The effort began in the Senate, which passed a debt limit hike late Tuesday afternoon in a 50-49 party-line vote.
The bill will go to the House, where the narrow Democratic majority is expected to approve it and send it to President Joe Biden’s desk late Tuesday or early Wednesday. He is set to sign it just hours before the Treasury Department forecasts it would exhaust its tools to pay the government’s bills.
Senate Majority Leader Charles Schumer (D-NY) talks to reporters following the weekly Senate Democratic policy luncheon at the U.S. Capitol on December 14, 2021 in Washington, DC.
Chip Somodevilla | Getty Images
The resolution would increase the debt ceiling by $2.5 trillion. On Tuesday, Schumer said the measure will raise the borrowing limit “to a level commensurate with funding necessary to get into 2023.”
Yellen estimated the U.S. would run out of ways to pay its debt on Dec. 15. If Congress does not raise the debt ceiling before the Treasury misses a payment, the country would default for the first time. The Treasury secretary said she expects the U.S. would slip into a recession if Washington failed to make its debt payments.
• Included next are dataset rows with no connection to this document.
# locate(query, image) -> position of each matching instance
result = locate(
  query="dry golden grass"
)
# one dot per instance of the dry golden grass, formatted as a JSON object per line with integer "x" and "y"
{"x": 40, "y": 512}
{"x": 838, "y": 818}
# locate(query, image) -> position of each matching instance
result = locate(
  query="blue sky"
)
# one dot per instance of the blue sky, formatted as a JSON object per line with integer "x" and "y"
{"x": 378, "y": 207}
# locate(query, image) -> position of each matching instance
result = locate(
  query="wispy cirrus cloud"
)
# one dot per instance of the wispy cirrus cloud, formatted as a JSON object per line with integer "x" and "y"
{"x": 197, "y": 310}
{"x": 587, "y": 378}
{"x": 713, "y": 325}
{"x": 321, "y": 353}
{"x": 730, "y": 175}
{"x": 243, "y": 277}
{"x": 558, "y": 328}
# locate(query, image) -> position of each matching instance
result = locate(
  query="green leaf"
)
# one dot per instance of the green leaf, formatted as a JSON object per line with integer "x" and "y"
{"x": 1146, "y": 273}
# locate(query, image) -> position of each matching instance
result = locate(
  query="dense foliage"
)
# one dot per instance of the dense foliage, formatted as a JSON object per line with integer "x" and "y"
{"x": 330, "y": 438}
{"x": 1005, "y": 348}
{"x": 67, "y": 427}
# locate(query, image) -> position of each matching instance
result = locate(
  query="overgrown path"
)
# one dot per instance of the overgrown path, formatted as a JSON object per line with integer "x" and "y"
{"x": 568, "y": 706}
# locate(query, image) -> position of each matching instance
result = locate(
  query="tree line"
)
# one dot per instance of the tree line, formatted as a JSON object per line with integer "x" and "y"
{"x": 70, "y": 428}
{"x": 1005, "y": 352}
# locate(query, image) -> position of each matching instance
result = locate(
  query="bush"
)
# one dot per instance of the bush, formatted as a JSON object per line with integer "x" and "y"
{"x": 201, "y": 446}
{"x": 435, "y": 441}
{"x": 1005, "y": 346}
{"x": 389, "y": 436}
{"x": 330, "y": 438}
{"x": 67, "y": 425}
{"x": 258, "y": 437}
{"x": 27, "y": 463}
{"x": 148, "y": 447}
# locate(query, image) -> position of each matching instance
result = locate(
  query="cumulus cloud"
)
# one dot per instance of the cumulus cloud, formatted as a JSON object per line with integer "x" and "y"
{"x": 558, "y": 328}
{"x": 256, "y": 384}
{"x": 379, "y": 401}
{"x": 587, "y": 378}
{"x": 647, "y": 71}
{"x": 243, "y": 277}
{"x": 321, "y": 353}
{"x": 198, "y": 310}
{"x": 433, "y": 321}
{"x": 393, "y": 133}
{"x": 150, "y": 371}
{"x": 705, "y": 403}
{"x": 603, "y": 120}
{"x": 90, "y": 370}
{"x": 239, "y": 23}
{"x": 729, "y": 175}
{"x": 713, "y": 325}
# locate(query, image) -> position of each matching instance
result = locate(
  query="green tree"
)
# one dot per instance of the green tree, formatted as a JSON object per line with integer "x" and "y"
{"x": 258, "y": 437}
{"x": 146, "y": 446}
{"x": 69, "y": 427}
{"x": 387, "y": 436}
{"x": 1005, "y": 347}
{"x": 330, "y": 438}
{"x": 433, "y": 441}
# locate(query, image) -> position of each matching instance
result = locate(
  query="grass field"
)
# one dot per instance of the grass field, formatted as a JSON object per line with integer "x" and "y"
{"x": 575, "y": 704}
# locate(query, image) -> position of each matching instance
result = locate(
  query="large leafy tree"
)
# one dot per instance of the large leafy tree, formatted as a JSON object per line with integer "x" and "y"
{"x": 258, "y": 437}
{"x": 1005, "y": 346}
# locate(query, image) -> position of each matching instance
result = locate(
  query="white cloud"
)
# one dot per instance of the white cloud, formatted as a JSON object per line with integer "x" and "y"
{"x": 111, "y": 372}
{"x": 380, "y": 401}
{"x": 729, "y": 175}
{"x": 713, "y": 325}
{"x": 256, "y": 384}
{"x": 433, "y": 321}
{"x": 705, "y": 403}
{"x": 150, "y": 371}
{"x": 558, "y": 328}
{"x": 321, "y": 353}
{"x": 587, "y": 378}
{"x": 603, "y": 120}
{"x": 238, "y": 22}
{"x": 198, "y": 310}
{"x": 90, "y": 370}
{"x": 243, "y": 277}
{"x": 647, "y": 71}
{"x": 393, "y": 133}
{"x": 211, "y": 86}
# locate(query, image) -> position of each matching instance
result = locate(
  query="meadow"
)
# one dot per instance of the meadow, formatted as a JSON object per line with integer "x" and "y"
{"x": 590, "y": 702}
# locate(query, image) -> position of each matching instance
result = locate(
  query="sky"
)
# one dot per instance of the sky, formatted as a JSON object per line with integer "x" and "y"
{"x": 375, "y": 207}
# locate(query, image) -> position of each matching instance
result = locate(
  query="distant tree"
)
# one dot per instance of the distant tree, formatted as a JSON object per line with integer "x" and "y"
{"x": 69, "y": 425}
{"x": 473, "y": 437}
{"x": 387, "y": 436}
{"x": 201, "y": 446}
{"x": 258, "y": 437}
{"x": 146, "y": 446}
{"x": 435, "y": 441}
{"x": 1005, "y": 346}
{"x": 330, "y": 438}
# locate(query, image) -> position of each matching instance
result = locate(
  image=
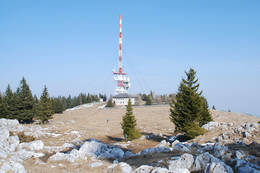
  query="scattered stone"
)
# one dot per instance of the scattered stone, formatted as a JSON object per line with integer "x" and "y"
{"x": 181, "y": 147}
{"x": 219, "y": 150}
{"x": 11, "y": 166}
{"x": 239, "y": 154}
{"x": 125, "y": 168}
{"x": 95, "y": 164}
{"x": 185, "y": 161}
{"x": 160, "y": 170}
{"x": 210, "y": 125}
{"x": 219, "y": 167}
{"x": 32, "y": 146}
{"x": 155, "y": 150}
{"x": 203, "y": 160}
{"x": 246, "y": 134}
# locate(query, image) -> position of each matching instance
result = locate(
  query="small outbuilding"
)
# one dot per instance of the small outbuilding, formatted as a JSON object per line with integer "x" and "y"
{"x": 122, "y": 99}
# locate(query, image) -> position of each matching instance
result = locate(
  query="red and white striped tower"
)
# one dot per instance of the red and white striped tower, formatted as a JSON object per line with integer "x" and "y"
{"x": 123, "y": 82}
{"x": 120, "y": 46}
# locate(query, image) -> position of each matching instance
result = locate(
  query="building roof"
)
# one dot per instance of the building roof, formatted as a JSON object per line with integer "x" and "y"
{"x": 123, "y": 95}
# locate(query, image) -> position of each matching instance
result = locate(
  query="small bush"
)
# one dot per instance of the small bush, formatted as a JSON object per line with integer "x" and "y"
{"x": 133, "y": 134}
{"x": 24, "y": 138}
{"x": 129, "y": 124}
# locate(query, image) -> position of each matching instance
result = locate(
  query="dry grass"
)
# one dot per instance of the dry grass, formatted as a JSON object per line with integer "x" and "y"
{"x": 92, "y": 123}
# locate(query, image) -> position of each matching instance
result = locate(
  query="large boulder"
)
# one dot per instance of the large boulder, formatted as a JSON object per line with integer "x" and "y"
{"x": 239, "y": 154}
{"x": 4, "y": 135}
{"x": 155, "y": 150}
{"x": 243, "y": 166}
{"x": 250, "y": 127}
{"x": 98, "y": 149}
{"x": 160, "y": 170}
{"x": 8, "y": 123}
{"x": 125, "y": 168}
{"x": 143, "y": 169}
{"x": 218, "y": 167}
{"x": 11, "y": 166}
{"x": 210, "y": 125}
{"x": 32, "y": 146}
{"x": 184, "y": 162}
{"x": 201, "y": 162}
{"x": 182, "y": 148}
{"x": 219, "y": 150}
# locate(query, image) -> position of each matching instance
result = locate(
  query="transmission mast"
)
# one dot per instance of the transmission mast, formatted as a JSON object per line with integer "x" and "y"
{"x": 123, "y": 81}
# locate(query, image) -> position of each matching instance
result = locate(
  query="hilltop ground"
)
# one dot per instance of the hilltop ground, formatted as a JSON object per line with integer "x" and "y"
{"x": 96, "y": 122}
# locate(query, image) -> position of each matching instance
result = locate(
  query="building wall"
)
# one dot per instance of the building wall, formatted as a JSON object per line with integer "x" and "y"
{"x": 123, "y": 101}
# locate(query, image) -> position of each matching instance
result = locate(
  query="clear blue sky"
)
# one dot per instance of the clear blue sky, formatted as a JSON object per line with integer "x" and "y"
{"x": 72, "y": 46}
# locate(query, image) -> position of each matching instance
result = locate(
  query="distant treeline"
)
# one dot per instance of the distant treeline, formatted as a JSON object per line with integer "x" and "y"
{"x": 61, "y": 103}
{"x": 25, "y": 107}
{"x": 151, "y": 98}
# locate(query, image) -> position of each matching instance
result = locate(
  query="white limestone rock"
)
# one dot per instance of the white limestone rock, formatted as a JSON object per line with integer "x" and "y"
{"x": 182, "y": 147}
{"x": 4, "y": 135}
{"x": 185, "y": 161}
{"x": 143, "y": 169}
{"x": 125, "y": 168}
{"x": 8, "y": 123}
{"x": 180, "y": 170}
{"x": 218, "y": 167}
{"x": 11, "y": 166}
{"x": 175, "y": 142}
{"x": 219, "y": 150}
{"x": 210, "y": 125}
{"x": 155, "y": 150}
{"x": 95, "y": 164}
{"x": 202, "y": 160}
{"x": 239, "y": 154}
{"x": 32, "y": 146}
{"x": 160, "y": 170}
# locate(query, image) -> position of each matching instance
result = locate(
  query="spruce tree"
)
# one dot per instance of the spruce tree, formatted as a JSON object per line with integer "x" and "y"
{"x": 10, "y": 104}
{"x": 189, "y": 110}
{"x": 205, "y": 115}
{"x": 25, "y": 103}
{"x": 45, "y": 107}
{"x": 129, "y": 124}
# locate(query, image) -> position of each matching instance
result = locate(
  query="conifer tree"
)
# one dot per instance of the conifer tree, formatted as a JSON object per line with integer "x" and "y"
{"x": 205, "y": 115}
{"x": 189, "y": 110}
{"x": 45, "y": 107}
{"x": 129, "y": 124}
{"x": 24, "y": 103}
{"x": 10, "y": 104}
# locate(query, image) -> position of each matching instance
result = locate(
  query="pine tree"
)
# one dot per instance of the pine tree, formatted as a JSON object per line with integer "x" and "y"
{"x": 25, "y": 103}
{"x": 189, "y": 110}
{"x": 129, "y": 124}
{"x": 45, "y": 107}
{"x": 2, "y": 107}
{"x": 205, "y": 115}
{"x": 9, "y": 104}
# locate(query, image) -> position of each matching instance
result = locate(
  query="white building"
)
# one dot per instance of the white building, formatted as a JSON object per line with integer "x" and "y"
{"x": 122, "y": 99}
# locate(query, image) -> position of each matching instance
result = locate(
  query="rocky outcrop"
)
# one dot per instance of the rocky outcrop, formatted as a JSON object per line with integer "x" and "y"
{"x": 184, "y": 162}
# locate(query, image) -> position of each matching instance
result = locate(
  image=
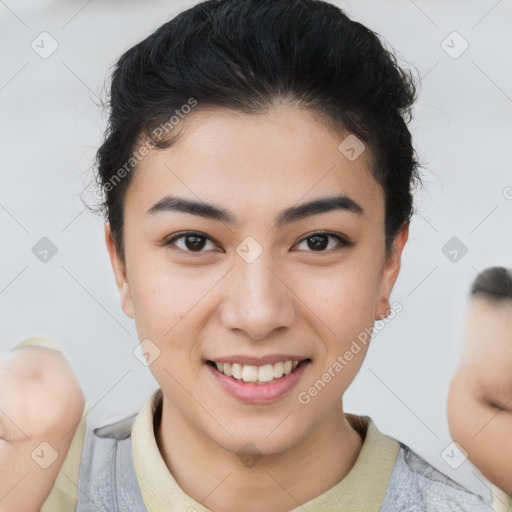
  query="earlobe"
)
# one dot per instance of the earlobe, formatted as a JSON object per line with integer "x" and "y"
{"x": 120, "y": 274}
{"x": 390, "y": 272}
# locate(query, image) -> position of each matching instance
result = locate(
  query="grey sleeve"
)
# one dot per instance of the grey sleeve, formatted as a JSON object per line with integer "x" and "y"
{"x": 417, "y": 486}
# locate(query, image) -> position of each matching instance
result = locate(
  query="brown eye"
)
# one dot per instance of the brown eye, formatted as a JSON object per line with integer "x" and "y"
{"x": 318, "y": 242}
{"x": 190, "y": 242}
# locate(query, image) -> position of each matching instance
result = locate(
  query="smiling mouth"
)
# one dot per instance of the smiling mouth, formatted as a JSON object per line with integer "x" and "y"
{"x": 260, "y": 375}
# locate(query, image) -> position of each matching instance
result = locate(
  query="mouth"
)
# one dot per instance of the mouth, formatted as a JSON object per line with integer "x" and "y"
{"x": 258, "y": 384}
{"x": 258, "y": 375}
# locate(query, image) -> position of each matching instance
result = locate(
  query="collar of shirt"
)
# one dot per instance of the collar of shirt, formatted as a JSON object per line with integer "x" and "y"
{"x": 362, "y": 490}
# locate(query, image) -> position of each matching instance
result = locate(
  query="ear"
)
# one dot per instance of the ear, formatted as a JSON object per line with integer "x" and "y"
{"x": 390, "y": 272}
{"x": 119, "y": 269}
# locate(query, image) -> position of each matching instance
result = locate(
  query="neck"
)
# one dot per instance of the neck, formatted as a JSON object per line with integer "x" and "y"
{"x": 221, "y": 479}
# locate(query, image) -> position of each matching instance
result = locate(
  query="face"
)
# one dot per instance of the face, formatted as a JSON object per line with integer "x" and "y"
{"x": 487, "y": 355}
{"x": 240, "y": 280}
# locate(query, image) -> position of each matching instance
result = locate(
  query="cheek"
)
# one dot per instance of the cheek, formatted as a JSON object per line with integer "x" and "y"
{"x": 344, "y": 297}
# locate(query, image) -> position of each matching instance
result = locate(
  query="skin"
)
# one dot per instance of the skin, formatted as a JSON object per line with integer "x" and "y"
{"x": 40, "y": 402}
{"x": 293, "y": 298}
{"x": 480, "y": 398}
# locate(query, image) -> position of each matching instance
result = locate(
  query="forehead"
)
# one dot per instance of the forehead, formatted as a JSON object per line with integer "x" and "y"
{"x": 281, "y": 157}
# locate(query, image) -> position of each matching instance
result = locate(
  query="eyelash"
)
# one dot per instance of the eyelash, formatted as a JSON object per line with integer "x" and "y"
{"x": 342, "y": 241}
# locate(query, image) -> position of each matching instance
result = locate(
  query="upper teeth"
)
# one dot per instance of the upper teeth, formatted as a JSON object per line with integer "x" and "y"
{"x": 249, "y": 373}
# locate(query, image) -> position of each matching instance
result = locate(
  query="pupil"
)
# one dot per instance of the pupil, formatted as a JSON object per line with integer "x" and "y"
{"x": 197, "y": 244}
{"x": 317, "y": 238}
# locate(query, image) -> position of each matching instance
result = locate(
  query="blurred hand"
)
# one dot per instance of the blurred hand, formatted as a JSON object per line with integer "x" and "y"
{"x": 41, "y": 405}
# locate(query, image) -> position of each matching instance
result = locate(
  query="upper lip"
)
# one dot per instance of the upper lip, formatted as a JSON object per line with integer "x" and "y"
{"x": 258, "y": 361}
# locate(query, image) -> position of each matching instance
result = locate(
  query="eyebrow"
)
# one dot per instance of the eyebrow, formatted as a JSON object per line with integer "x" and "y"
{"x": 321, "y": 205}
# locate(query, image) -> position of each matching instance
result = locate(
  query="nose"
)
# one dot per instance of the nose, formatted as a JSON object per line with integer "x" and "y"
{"x": 258, "y": 302}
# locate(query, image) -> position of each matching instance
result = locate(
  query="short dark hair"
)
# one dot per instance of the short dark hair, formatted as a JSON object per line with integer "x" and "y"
{"x": 249, "y": 56}
{"x": 493, "y": 283}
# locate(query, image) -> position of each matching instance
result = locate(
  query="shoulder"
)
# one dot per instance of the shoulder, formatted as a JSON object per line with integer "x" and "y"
{"x": 416, "y": 485}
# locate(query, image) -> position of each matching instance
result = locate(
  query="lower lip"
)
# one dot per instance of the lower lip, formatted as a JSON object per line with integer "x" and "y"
{"x": 259, "y": 393}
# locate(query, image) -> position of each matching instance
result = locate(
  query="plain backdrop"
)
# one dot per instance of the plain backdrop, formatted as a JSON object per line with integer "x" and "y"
{"x": 51, "y": 126}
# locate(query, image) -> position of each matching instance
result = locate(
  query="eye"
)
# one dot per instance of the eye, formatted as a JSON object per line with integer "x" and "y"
{"x": 320, "y": 241}
{"x": 191, "y": 241}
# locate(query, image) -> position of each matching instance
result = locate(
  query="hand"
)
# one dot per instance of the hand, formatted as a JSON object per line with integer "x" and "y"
{"x": 40, "y": 402}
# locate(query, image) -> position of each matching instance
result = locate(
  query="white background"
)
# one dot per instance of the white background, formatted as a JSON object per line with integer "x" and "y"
{"x": 51, "y": 125}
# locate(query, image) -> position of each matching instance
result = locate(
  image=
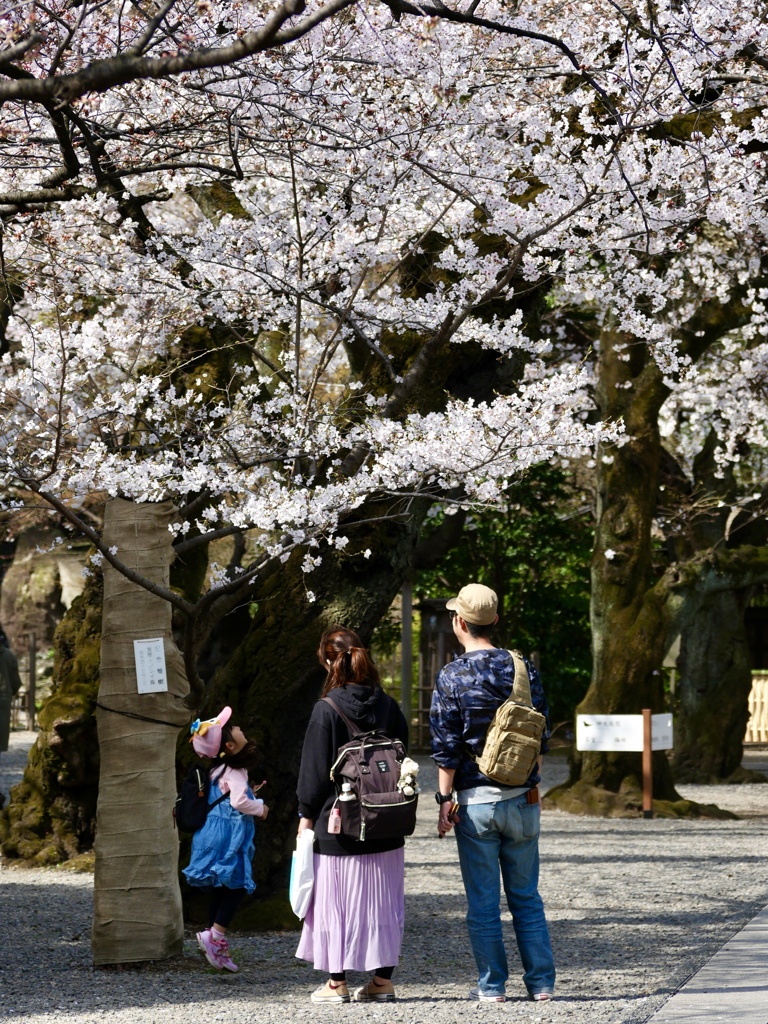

A default appears unlikely after 14 Republicans joined every Democrat last week to allow a one-time vote to lift the debt ceiling with a simple majority. The agreement, crafted by Schumer and Minority Leader Mitch McConnell, R-Ky., ended the GOP’s months long threat to filibuster a borrowing limit hike.
The deal allowed Democrats to increase the debt limit on their own without needing the 60 votes usually required to break a filibuster. The Senate is split 50-50 by party, but Vice President Kamala Harris did not need to break a tie because Sen. Cynthia Lummis, R-Wyo., missed the votes.
Democrats and Republicans typically vote together to raise or suspend the debt ceiling. This time, however, the GOP has contended Democrats should increase the borrowing limit on their own as they try to pass a $1.75 trillion social safety net and climate package despite Republican opposition.
“Honestly, I think some of these programs would be a bad idea if the money were free,” Sen. Pat Toomey, a Pennsylvania Republican, said of Democrats’ Build Back Better plan Tuesday morning on CNBC’s “Squawk Box.”
“The idea that we’re going to throw thousands, and thousands, and thousands of dollars at American families who have plenty of income — who have income that’s multiples of the median income. We’re going to give them free programs and free money because they have a child — what is that really accomplishing?” Toomey added. “Other than undermining a sense of personal responsibility and independence?”
Raising the debt limit does not authorize new government spending. Instead, it’s akin to an increase in a consumer’s credit card borrowing limit and allows the Treasury Department to continue to pay off the nation’s bills.
Yellen often notes that Republicans and Democrats would have had to raise or suspend the debt limit even if Congress had passed zero legislation in 2021.